I am sitting here shaking my head that i didn’t consider you’d have forgotten my first post by the time you got to my second one.September 20, 2012 at 12:10 pm #21060
It’s been a few days since i first subscribed and posted here, and all this has done is confirm to me my first appraisal of seasteading.org from many years ago: it’s a waste of time. There’s no answers, there’s apparently no one DOING anything, so i am not going to wait on an answer, not going to be monitoring this thread any longer. Consider it closed.September 20, 2012 at 9:11 pm #21061
Waste of time? The Forum may have been largely abandoned by now, but its archive represents a substantial knowledge base. As for the organization, they have themselves a 270 footer which they are now preparing for service! How often they will check here for newbies like myself is anybody’s guess, but I expect many of them are still in touch with each other outside of this forum too.September 21, 2012 at 9:24 pm #21062
Other than the occasional administrative posting, the TSI staff doesn’t frequent the forums any more.
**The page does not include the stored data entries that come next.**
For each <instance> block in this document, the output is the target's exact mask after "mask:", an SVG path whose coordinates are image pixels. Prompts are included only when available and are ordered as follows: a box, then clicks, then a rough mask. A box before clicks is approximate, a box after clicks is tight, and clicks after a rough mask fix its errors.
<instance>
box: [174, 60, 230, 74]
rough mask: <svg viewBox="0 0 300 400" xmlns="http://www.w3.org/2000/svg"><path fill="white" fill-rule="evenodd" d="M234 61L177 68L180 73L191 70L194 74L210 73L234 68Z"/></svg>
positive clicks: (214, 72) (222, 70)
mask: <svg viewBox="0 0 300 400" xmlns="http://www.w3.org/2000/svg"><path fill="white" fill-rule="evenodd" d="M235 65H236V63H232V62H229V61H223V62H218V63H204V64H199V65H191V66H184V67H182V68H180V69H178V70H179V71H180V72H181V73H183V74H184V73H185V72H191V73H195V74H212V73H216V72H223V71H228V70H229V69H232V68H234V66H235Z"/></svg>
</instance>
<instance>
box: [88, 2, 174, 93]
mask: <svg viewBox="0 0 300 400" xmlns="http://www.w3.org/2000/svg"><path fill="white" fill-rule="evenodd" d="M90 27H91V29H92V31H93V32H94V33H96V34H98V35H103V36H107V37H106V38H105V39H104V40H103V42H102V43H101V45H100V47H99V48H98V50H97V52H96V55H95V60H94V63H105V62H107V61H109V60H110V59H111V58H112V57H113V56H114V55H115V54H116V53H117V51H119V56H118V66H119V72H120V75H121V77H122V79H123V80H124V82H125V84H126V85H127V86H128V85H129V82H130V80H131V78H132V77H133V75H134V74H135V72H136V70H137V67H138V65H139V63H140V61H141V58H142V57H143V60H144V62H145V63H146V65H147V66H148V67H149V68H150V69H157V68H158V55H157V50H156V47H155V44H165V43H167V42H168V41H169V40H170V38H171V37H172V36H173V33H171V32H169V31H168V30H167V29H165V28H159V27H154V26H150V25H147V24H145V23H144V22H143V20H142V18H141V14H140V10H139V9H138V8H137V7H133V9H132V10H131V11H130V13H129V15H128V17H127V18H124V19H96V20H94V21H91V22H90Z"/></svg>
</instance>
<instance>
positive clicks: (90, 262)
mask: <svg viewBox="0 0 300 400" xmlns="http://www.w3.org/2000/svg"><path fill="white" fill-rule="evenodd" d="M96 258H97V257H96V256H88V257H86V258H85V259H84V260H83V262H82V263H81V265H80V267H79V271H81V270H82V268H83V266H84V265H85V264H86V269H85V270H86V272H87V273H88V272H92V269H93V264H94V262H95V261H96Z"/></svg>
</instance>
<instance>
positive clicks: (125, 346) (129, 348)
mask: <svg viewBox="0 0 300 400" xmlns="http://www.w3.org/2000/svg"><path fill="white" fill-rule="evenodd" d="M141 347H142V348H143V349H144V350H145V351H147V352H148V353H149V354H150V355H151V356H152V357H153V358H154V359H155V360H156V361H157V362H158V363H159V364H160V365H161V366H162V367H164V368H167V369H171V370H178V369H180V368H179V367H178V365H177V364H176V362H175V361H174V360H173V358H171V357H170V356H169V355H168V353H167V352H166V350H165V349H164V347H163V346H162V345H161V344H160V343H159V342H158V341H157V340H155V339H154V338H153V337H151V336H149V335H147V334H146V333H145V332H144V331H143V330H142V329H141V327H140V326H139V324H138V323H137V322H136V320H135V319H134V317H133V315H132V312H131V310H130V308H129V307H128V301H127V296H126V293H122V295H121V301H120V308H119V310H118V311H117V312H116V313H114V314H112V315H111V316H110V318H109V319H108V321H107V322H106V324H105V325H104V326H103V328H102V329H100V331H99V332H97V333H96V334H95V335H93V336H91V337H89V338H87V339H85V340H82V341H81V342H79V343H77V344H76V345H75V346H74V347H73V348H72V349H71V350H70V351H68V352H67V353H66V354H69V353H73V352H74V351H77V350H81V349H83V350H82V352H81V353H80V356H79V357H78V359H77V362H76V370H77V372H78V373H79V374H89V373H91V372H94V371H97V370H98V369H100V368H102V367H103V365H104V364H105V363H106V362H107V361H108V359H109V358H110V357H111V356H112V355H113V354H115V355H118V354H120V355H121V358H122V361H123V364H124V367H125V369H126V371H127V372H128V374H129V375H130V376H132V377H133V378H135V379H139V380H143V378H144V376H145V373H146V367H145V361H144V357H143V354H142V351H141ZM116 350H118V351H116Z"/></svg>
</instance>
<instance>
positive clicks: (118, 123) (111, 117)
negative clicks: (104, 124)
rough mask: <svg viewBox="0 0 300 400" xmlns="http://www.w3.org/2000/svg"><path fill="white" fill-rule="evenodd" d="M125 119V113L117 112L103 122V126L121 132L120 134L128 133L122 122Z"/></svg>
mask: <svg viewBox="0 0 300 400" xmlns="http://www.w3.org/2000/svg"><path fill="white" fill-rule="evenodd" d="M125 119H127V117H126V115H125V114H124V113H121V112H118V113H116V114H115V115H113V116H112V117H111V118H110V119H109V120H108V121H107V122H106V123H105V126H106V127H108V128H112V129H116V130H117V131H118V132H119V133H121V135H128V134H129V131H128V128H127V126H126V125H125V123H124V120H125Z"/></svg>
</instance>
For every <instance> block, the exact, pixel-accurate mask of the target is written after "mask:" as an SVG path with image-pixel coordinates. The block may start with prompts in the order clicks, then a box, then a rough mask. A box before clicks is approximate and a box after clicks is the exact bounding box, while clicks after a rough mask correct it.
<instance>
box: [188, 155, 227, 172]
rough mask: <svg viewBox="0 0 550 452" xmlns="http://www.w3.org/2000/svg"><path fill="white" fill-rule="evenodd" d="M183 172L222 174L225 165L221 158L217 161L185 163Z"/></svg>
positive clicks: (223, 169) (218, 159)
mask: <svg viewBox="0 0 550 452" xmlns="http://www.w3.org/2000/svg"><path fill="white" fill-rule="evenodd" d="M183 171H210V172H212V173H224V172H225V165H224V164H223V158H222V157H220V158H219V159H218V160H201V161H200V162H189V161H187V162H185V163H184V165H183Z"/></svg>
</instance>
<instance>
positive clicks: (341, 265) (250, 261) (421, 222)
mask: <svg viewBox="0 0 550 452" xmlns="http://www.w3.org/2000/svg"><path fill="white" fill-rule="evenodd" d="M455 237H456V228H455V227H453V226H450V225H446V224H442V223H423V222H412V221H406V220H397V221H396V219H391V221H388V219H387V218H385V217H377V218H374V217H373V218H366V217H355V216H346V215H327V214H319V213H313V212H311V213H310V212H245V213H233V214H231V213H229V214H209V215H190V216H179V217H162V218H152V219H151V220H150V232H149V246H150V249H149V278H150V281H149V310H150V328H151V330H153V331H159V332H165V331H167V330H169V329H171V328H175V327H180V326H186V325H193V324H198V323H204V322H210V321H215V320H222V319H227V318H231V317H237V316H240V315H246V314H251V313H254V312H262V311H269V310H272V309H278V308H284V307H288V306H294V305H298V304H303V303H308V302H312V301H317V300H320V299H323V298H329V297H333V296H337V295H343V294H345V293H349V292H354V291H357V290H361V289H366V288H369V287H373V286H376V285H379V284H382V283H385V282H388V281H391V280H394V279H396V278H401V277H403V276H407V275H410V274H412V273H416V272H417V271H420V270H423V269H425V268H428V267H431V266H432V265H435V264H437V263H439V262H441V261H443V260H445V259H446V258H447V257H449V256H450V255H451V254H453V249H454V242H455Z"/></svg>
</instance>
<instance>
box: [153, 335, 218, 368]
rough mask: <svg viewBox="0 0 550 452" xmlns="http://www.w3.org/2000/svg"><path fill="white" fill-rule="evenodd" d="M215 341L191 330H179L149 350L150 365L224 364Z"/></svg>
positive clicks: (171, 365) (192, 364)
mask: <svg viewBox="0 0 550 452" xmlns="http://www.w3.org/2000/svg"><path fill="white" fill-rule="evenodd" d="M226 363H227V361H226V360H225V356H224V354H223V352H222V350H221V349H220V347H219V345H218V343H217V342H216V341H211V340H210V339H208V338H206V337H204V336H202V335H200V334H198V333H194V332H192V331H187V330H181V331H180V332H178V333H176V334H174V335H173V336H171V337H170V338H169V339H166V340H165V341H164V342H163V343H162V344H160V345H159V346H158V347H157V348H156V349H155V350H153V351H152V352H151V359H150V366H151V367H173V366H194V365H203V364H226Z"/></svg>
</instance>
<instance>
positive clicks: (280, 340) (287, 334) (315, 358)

Spam in the forums (or anyplace on the site for that matter) is handled by me, as is most of the approving of legitimate posts that get held for moderation.
I’m a volunteer, not part of the staff. I have a full-time job (not related to seasteading). That’s why spam might hang around for a few hours (especially overnight), but as soon as I see, it gets blown away.
KenOctober 16, 2012 at 5:20 pm #21160
I think the first wave left, and this is what they lef behind.
They are on that 270 feet boat, and they are probably quiet.